The current issue of the journal Clinical Chemistry, the
journal of the American Association for
Clinical Chemistry, has an article and an editorial pointing out that only
two of the available POC systems for HbA1C measurement are reliable. The
variability issues with the POC systems also affect serial monitoring which is
clinically as important as initial screening.
Not what you wanted to hear! I must quickly add that the available
laboratory methods for HbA1c are all felt to be reliable, so if you are not
measuring HbA1c in your office follow the recommendation of the ADA: The
test should be performed in a laboratory using a method that is National
Glycohemoglobin Standardization Program (NGSP) certified and standardized to
the Diabetes Control and Complications Trial (DCCT) assay.
If you do measure HbA1c in your office, please read the Clinical
Chemistry articles and make changes as appropriate.

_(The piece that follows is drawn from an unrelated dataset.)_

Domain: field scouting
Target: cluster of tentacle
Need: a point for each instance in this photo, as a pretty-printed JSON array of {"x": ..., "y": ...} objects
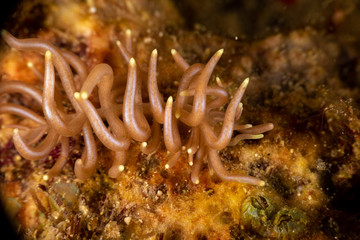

An HbA1c level >6.5% is diagnostic but is not necessarily an
indication to begin pharmacologic therapy. That decision will depend on many
other factors including personal medical history, family history, BMI, blood
pressure, fasting glucose and lipid profile. A fasting glucose <126 mg/dL in
the presence of an elevated HbA1c in a previously undiagnosed patient should
not negate the diagnosis of diabetes but should point you and the patient in
the direction of lifestyle modification as the first line of intervention. This
is of course essential for all patients with type 2 diabetes no matter how far
from 'normal' the lab results are.
The number and classes of drug therapies for type 2 diabetes has
expanded substantially over the last decade and continues to grow. The number
of persons newly diagnosed with diabetes appears to be expanding even faster,
with the most rapid expansion being in waist circumference. The only thing
'wearing thin' is the number of excuses we hear for not being able to lose
weight to help control or stave off diabetes and other preventable conditions.
Many are unfortunately legitimate many more are just excuses!